Caduto ogni ingenuo ottimismo, l'accento batte di nuovo sui limiti dell'uomo, su ciò che gli sfugge e gli resta oscuro intorno e dentro di sè. Lo stesso sviluppo del pensiero scientifico, con le sconvolgenti teorie di Einstein sulla relatività, dimostra che possono essere messi in discussione principi assodati, ritenuti validi e indiscutibili per millenni. Nello stesso tempo Freud indica nuove strade e nuovi metodi all'indagine introspettiva, reinterpretando la complessità della psiche umana alla luce della scoperta dell'<<inconscio>>.
Di fronte ad una realtà così complessa, in un clima culturale ricco di scoperte ma anche caratterizzato da una rinnovata incertezza, qual'è la risposta dell'arte e in particolare della narrativa?

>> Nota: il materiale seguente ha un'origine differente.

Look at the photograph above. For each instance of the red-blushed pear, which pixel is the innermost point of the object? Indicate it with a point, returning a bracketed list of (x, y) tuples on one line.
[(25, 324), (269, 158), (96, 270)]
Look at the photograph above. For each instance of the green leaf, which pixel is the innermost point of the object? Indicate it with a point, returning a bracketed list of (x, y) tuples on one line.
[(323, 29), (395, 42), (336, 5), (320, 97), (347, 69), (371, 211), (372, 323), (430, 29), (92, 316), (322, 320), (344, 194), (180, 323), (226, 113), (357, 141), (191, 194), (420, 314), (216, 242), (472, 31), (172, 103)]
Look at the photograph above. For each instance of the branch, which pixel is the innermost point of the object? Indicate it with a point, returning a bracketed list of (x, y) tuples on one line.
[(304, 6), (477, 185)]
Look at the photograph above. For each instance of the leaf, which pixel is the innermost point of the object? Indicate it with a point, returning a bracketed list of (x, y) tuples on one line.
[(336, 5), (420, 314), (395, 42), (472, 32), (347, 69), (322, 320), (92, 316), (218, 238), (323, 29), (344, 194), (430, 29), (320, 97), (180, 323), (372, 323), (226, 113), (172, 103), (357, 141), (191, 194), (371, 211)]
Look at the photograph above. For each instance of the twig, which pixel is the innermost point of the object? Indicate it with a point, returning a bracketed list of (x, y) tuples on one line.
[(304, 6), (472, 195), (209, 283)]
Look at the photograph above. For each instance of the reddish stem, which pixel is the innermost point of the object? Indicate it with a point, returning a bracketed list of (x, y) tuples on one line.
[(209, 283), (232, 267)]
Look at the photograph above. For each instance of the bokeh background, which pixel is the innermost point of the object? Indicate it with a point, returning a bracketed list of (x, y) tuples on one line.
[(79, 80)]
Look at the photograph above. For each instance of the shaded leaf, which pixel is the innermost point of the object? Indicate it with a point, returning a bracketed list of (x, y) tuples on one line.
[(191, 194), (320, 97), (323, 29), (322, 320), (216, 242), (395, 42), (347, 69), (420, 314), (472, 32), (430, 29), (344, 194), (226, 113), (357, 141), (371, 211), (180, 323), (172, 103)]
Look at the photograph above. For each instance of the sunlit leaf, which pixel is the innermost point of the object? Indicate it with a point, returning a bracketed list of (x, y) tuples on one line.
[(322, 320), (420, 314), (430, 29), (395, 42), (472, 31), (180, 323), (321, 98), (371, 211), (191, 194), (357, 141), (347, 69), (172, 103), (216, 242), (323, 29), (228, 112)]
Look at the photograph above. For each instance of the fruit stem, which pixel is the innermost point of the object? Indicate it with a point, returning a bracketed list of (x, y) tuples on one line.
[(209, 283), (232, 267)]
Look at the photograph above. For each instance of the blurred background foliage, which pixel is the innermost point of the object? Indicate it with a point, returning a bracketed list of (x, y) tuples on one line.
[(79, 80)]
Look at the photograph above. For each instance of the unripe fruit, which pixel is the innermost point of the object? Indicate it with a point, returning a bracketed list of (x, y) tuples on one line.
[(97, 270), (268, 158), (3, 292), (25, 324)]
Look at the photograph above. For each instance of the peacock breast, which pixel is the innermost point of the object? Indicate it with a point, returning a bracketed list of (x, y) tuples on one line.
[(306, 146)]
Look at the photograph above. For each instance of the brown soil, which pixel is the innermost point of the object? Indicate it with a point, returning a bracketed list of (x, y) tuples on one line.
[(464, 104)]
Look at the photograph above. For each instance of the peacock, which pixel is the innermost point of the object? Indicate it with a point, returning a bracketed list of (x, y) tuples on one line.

Per lo più, i letterati si mostrano smarriti di fronte alla realtà e dolorosamente consapevoli del tramonto di ogni certezza. Dinanzi a quella che è sentita come un'età di crisi, gli artisti si interrogano sul significato del loro "fare" e quelli che non si abbandonano alla seduzione della fuga dalla realtà, fanno della loro opera una dolorosa denuncia della <<pena del vivere così>>.
Essi rappresentano il grigiore della vita quotidiana, il vuoto di ideali e di speranze, il senso di impotenza e di sconfitta dell'uomo qualunque, l'uomo <<senza qualità>>, l'inetto. Oppure, come nel caso di Kafka, il volto assurdo di un potere tirannico e incomprensibile, che shiaccia l'individuo, condannato a una tragica solitudine. Nessuna fiducia di poter comprendere, nonchè dominare, la realtà oggettiva traspare da queste opere; il reale, filtrato attraverso l'esperienza soggettiva, appare viceversa caotico e disregato, come nell'Ulisse di Joyce, oppure portatore di messaggi ambigui e inquietanti.
L'attenzione si sposta dalla realtà esterna a quella interiore, e molti romanzi, come quelli di Proust e di Svevo, assumono l'aspetto di un lungo viaggio alla rcerca di se stessi; ma anche l'indagine soggettiva si perde nei meandri della coscienza, scopre la contemporanea presenza in noi di diversi <<io>>, il continuo mutare di tutte le cose e di noi stessi, l'abitudine che ciascuno ha di mentire a se stesso, fino a concludere che anche la realtà soggettiva è inafferrabile e in ultima analisi inconoscibile.
Sul piano narrativo la sfiducia di conoscere e rappresentare la realtà oggettiva si traduce in opere in cui il punto di vista è sempre interno al racconto, o perchè il narratore coincide con il protagonista o perchè ne assume l'ottica. Da tale prospettiva la realtà esterna è spesso deformata; i luoghi assumono connotazioni simboliche, il tempo è dilatato o viceversa scorciato a seconda di come è percepito interiomente. La storia narrata ha pochissima importanza, e la fabula risulta continuamente interrotta da riflessioni, pause descrittive, digressioni, fino ad essere in alcuni casi del tutto irriconoscibile.
La consapevolezza della complessità dell'io dà luogo alla costruzione di personaggi ambigui, molteplici, incoerenti, fino alla teorizzazione estrema di Pirandello per cui non si possono "fissare" le caratteristiche di un individuo per il continuo fluire della vita interiore.
Parallelamente si assiste alla ricerca di nuovi mezzi espressivi e di tecniche narrative capaci di aderire meglio alla mutevole e sfuggente esperienza interiore. L'uso del monologo interiore si fa sempre più esteso e più frequente e Joyce ne porta alle estreme conseguenze i presupposti con la tecnica del cosiddetto <<flusso di coscienza>>.
Data la dissoluzione della fabula, la complessità dei personaggi, dei temi trattati e delle tecniche adottate, la lettura di questo tipo di romanzo si presenta spesso molto difficile. Si tratta comunque di un passaggio obbligato della cultura del Novecento, indispensabile per comprendere la narrativa e in generale la cultura dei nostri giorni.